15th European Conference on Artificial Intelligence
|
July 21-26 2002 Lyon France |
[full paper] |
Benjamin Habegger, Mohamed Quafafou
Numerous sources of data are available on the web, for instance, product catalogs, multiple directories, conference and event sites, etc. The extraction of information from the content of these sources is a challenging problem and a hard task since they are heterogeneous and dynamic. This paper presents a new method for extracting wrappers and relations from the web using both page encoding and context generalization. Its starting point is a training set of instances of the relation the user wishes to extract. Multiple patterns are then extracted considering the occurrences of the input instances in the data source.
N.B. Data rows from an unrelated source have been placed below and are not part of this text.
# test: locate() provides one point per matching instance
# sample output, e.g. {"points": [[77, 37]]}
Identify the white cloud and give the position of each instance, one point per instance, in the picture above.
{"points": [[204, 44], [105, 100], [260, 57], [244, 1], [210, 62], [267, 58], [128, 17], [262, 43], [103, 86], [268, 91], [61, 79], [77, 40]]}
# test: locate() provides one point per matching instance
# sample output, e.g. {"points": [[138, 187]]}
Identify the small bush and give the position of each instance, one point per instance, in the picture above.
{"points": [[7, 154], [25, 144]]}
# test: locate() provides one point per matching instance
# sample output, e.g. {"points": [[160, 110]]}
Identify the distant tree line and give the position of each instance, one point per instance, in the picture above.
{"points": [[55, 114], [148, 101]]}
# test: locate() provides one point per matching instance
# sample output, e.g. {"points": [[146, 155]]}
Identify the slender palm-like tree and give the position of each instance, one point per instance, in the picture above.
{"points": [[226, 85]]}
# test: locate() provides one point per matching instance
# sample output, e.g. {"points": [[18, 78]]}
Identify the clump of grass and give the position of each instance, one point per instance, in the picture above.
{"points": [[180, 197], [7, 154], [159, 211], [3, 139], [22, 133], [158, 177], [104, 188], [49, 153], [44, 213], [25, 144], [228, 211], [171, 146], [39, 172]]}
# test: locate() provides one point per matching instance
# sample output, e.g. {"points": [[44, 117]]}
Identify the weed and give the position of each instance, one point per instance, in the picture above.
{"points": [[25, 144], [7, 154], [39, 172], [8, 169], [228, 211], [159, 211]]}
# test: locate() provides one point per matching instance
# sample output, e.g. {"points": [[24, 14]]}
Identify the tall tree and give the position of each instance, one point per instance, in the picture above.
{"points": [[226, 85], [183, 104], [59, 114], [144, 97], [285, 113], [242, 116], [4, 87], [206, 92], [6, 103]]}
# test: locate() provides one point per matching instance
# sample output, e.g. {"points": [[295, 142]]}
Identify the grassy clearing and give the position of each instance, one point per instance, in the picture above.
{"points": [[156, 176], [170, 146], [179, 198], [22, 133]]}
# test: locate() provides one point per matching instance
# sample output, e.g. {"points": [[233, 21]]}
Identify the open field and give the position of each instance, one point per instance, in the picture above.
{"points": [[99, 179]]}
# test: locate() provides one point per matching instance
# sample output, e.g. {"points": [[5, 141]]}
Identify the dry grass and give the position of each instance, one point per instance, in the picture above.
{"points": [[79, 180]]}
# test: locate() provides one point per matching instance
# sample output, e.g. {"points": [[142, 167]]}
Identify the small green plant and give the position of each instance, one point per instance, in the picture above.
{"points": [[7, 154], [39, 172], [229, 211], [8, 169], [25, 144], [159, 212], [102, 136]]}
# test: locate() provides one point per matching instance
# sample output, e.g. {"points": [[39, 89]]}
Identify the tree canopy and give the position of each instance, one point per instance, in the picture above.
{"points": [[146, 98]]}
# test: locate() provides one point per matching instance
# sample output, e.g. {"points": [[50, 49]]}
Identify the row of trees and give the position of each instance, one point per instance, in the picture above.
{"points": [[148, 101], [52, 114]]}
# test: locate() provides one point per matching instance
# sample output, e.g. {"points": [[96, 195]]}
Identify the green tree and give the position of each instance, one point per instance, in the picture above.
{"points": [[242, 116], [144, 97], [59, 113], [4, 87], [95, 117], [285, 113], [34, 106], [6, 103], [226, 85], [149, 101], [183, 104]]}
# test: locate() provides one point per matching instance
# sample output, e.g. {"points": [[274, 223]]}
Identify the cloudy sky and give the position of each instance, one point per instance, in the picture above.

The generalization of these patterns allows us to identify new occurrence of the relation in the same data source. The main features of this method are its genericity and robustness faced to the diversity of sources. Its efficiency is shown by the experimental results on different sources, i.e., search engines, shopping, product catalogs, paper listings, etc.
Keywords: Information Extraction, Wrapper Induction, Relation Discovery, Machine Learning
Citation: Benjamin Habegger, Mohamed Quafafou: Multi-Pattern Wrappers for Relation Extraction from the Web. In F. van Harmelen (ed.): ECAI2002, Proceedings of the 15th European Conference on Artificial Intelligence, IOS Press, Amsterdam, 2002, pp.395-399.